Stock price prediction based on hybrid CNN-LSTM model

Qinghe Zhao; Yue Hao; Xuechen Li

doi:10.54254/2755-2721/104/20241065

1. Introduction

1.1. Research Background and Significance

The stock market, as a cornerstone of modern financial systems, plays a crucial role in resource allocation, corporate financing, and economic development. Fluctuations in stock prices not only reflect a company's operational status and market expectations but are also influenced by a complex interplay of factors such as macroeconomic conditions, regulatory policies, and industry competition. Accurate forecasting of stock price movements is essential for investors to formulate rational investment strategies, mitigate risks, and achieve asset appreciation. For financial institutions, precise stock price predictions can help optimize asset allocation, manage risk, and provide more valuable financial services.

However, predicting stock prices is an extremely challenging task due to the inherent complexity, uncertainty, and nonlinearity of stock markets. Traditional forecasting methods often fall short of delivering satisfactory results because of these characteristics. Fundamental analysis relies on financial statements and economic data, which may lack timeliness and fail to capture market sentiment effectively. Technical analysis primarily focuses on pattern recognition based on historical prices and trading volumes, which can be obscured by market noise and random fluctuations. Moreover, stock markets are influenced by numerous unpredictable factors such as unexpected events and sudden shifts in investor sentiment, further complicating the forecasting process[1].

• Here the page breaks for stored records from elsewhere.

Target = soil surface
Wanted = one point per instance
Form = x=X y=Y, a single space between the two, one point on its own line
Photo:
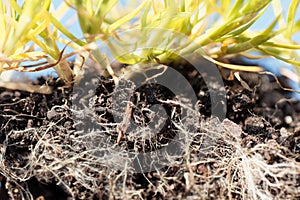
x=53 y=146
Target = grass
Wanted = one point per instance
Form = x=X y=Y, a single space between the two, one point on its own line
x=221 y=32
x=32 y=32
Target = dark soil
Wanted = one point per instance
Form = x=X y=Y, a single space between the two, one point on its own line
x=262 y=110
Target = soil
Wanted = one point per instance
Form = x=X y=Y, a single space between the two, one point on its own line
x=46 y=153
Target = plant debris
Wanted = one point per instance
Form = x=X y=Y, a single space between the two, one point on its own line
x=64 y=144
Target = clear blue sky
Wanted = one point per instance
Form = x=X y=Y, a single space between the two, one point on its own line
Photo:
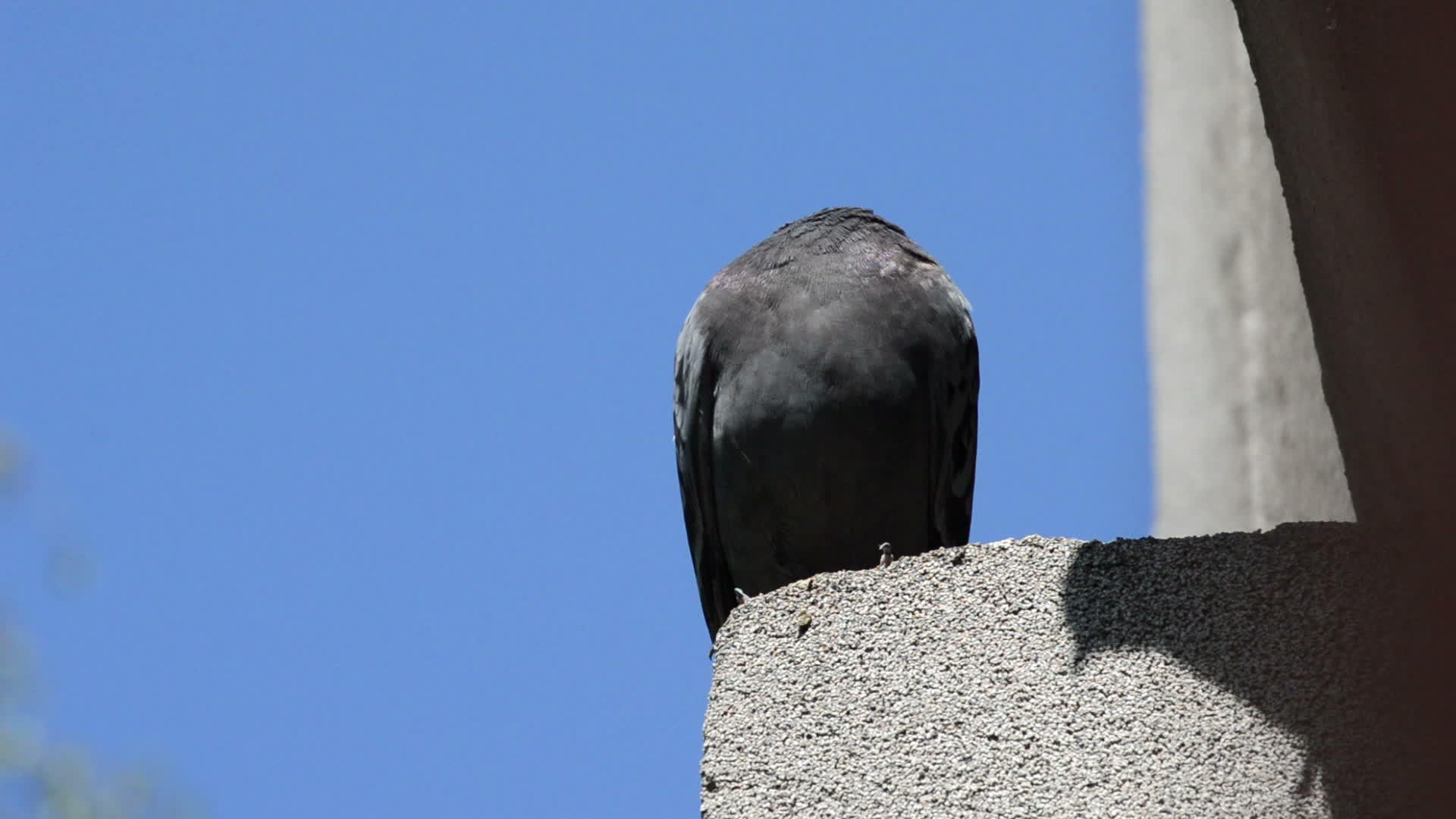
x=341 y=337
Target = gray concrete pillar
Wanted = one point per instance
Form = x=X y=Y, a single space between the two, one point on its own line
x=1242 y=436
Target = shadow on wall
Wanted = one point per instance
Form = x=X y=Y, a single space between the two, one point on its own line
x=1310 y=623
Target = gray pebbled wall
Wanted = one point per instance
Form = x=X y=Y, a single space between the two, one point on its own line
x=1223 y=675
x=1242 y=436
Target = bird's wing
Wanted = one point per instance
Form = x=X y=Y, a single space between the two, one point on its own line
x=696 y=381
x=956 y=382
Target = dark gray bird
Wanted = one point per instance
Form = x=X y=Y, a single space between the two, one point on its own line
x=824 y=404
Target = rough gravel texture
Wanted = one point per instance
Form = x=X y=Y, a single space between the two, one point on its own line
x=1223 y=675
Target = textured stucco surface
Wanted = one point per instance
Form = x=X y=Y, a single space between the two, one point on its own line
x=1206 y=676
x=1242 y=438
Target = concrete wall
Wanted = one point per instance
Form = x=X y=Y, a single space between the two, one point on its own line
x=1231 y=675
x=1241 y=431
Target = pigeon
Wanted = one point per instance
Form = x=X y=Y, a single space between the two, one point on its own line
x=824 y=403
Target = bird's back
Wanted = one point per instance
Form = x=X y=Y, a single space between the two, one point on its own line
x=833 y=350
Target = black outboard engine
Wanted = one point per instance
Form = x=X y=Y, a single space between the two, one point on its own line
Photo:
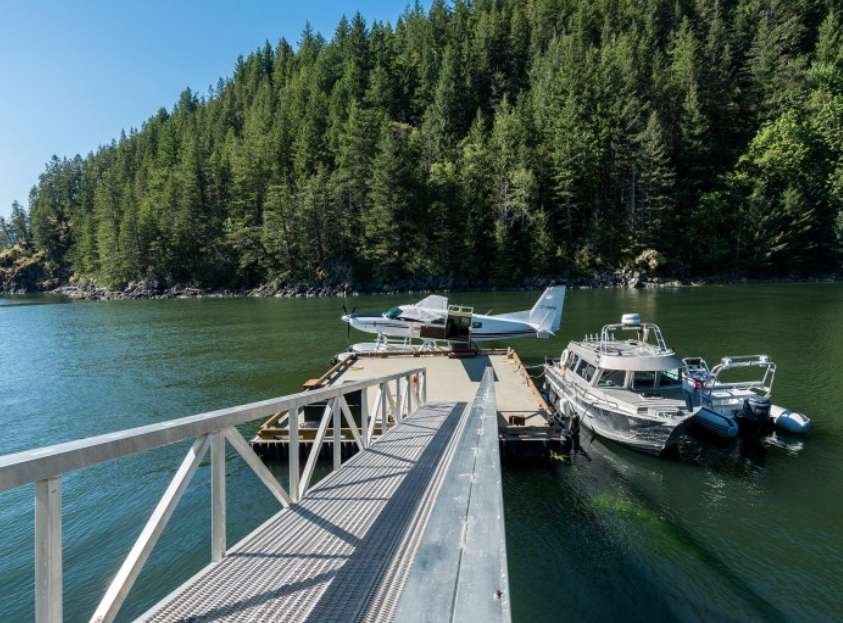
x=755 y=416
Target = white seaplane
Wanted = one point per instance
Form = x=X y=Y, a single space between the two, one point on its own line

1.2. Research Objectives and Issues

The primary objective of this research is to construct an efficient and accurate stock price prediction model to enhance the predictive capabilities of stock price trends, thereby providing more valuable decision support for investors and financial institutions. Current stock price prediction methods face several notable issues: Limited adaptability: Many traditional models perform well under specific market conditions or for particular stocks, but their predictive accuracy drops significantly when market environments change or when applied to different stocks.

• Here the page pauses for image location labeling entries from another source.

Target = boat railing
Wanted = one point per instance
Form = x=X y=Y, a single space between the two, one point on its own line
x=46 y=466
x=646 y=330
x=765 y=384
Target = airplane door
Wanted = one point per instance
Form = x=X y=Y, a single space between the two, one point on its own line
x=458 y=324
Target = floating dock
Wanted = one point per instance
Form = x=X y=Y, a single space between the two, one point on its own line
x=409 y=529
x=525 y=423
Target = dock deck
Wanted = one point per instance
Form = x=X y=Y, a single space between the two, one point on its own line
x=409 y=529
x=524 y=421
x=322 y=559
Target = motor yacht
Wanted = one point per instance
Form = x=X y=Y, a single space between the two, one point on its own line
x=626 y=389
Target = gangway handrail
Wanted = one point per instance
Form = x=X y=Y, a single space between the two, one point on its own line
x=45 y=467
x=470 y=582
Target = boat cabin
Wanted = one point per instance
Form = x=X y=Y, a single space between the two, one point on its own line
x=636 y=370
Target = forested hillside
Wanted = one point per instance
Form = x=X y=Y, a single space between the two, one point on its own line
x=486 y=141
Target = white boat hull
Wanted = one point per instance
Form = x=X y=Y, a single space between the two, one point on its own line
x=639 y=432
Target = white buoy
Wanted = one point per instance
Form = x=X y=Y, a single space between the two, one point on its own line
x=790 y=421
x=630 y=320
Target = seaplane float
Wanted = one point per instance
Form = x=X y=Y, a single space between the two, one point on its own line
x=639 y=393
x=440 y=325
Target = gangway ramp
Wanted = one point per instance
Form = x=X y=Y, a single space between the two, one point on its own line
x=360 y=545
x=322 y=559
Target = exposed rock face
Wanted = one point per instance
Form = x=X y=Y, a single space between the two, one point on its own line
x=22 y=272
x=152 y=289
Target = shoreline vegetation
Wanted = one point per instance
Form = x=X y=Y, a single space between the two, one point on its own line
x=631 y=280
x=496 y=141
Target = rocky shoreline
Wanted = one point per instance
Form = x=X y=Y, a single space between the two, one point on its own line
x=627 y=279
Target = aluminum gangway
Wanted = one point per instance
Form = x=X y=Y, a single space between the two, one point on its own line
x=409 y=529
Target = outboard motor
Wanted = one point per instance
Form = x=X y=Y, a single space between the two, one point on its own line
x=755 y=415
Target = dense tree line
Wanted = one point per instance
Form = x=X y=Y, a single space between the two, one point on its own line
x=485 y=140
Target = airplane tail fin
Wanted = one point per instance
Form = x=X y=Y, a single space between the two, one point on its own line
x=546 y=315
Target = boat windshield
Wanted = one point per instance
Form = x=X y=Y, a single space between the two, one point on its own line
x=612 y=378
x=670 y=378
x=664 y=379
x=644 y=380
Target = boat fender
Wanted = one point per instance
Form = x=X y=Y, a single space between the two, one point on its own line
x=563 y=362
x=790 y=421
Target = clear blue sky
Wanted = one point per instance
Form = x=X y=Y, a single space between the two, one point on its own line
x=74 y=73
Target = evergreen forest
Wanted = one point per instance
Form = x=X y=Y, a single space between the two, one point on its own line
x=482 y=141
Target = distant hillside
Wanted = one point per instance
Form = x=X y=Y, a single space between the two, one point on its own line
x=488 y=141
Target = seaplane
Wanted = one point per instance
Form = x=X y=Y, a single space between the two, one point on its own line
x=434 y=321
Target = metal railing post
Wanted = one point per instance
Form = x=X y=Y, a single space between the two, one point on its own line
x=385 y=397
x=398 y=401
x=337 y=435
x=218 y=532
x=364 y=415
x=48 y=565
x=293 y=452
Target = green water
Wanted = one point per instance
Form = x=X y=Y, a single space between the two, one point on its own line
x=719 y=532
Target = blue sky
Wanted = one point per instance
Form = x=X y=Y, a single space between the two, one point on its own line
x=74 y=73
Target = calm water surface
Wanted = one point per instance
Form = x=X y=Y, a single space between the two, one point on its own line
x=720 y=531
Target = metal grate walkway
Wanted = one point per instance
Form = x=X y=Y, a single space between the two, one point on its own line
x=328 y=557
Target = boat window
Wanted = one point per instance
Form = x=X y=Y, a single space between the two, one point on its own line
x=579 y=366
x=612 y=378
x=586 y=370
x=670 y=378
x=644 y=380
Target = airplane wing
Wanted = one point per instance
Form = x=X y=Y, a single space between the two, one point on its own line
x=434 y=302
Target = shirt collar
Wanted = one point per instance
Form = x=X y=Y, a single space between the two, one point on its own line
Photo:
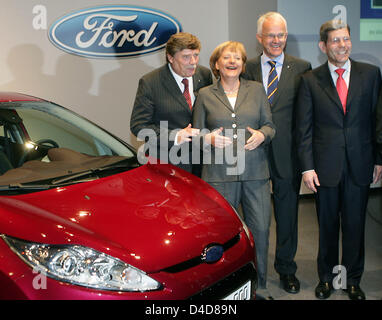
x=177 y=77
x=279 y=60
x=333 y=68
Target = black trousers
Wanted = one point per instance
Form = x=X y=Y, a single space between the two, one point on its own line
x=285 y=202
x=343 y=206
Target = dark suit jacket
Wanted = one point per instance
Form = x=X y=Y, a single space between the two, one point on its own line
x=282 y=148
x=379 y=125
x=326 y=137
x=159 y=99
x=213 y=110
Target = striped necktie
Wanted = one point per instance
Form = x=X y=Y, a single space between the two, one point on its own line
x=341 y=87
x=186 y=92
x=272 y=81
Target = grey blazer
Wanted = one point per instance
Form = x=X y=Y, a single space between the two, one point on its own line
x=282 y=149
x=212 y=110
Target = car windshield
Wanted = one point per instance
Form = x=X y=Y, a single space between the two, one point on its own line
x=44 y=142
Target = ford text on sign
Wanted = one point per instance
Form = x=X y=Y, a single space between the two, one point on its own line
x=113 y=31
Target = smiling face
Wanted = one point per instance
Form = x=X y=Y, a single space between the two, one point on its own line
x=184 y=62
x=337 y=47
x=229 y=64
x=273 y=37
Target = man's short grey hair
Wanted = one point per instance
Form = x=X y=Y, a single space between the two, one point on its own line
x=269 y=15
x=332 y=25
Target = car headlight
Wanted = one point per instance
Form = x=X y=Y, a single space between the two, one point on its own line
x=82 y=266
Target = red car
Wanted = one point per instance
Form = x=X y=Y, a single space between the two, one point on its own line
x=81 y=218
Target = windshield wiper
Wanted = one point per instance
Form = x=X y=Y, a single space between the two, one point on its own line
x=75 y=176
x=21 y=186
x=129 y=163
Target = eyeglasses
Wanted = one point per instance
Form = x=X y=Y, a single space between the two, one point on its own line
x=338 y=40
x=274 y=36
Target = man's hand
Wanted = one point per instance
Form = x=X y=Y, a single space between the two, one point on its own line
x=310 y=179
x=216 y=139
x=377 y=173
x=185 y=134
x=255 y=140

This study aims to address the following key issues: leveraging deep learning technologies, particularly by combining the strengths of convolutional neural networks (CNNs) and long short-term memory (LSTM) networks, to better capture the nonlinearities and long-term dependencies present in stock price data; and through innovative feature engineering methods, extracting richer and more representative features from raw stock data to improve the quality of inputs for the prediction models.

2. Related Work

2.1. Traditional Stock Price Prediction Methods

Fundamental analysis evaluates a stock's intrinsic value and predicts its price trend by analyzing the company's financial condition, performance, and industry prospects. This approach is grounded in value investing theory, positing that stock prices eventually reflect the true worth of a company. However, fundamental analysis has limitations. Firstly, obtaining accurate and comprehensive financial information is challenging, and the information may not be timely. Secondly, valuing a company involves many complex factors and assumptions, introducing subjectivity and uncertainty. Additionally, changes in the macroeconomic environment and industry competition are difficult to predict accurately, potentially impacting the company's performance unexpectedly.

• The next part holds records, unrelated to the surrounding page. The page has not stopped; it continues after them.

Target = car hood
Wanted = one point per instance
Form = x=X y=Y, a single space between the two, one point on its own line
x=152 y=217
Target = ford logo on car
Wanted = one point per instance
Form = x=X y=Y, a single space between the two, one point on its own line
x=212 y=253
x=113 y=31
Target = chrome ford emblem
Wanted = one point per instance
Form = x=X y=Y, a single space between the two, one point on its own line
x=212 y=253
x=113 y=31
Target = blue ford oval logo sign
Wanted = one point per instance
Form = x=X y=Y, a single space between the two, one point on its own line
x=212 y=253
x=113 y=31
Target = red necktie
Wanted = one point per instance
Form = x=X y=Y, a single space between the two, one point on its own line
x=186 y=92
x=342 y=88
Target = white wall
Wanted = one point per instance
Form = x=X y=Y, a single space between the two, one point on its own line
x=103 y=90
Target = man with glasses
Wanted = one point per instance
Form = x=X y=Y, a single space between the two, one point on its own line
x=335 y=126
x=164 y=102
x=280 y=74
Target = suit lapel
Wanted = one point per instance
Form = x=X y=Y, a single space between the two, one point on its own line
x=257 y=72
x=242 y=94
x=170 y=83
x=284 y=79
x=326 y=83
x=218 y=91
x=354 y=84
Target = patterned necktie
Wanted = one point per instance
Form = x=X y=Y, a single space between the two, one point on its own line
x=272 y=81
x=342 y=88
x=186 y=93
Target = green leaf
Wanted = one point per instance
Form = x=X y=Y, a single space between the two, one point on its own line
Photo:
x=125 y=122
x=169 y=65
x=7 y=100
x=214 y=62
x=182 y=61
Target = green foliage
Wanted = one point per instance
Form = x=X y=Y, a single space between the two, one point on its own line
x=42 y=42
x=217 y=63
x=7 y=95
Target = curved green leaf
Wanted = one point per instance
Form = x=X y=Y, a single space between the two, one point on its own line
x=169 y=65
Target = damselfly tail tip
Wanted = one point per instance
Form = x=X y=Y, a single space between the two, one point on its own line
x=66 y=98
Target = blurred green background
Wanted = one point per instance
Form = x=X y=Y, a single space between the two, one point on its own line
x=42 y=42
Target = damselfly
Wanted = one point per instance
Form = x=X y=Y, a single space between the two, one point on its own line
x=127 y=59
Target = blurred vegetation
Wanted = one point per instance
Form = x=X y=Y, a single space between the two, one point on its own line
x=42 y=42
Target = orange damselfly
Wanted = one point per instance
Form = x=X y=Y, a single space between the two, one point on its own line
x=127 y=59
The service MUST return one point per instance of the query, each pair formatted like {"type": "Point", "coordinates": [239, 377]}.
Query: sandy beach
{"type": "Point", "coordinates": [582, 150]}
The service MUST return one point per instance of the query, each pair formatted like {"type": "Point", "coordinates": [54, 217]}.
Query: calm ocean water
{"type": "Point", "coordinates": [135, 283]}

Technical analysis focuses on studying historical stock price and volume data through charts and various technical indicators to identify patterns and trends, thereby predicting future prices. Common tools include moving averages, the relative strength index (RSI), and Bollinger Bands[2]. The rationale behind technical analysis is the assumption that market behavior encompasses all known information, implying that stock price movements already reflect all available information. Nonetheless, its limitations are evident. Technical analysis heavily relies on the repetition of historical data patterns, yet markets are dynamic, and past patterns may not recur. Furthermore, technical indicators tend to lag, often generating misleading signals. Moreover, technical analysis is insensitive to market disruptions and significant changes in fundamentals.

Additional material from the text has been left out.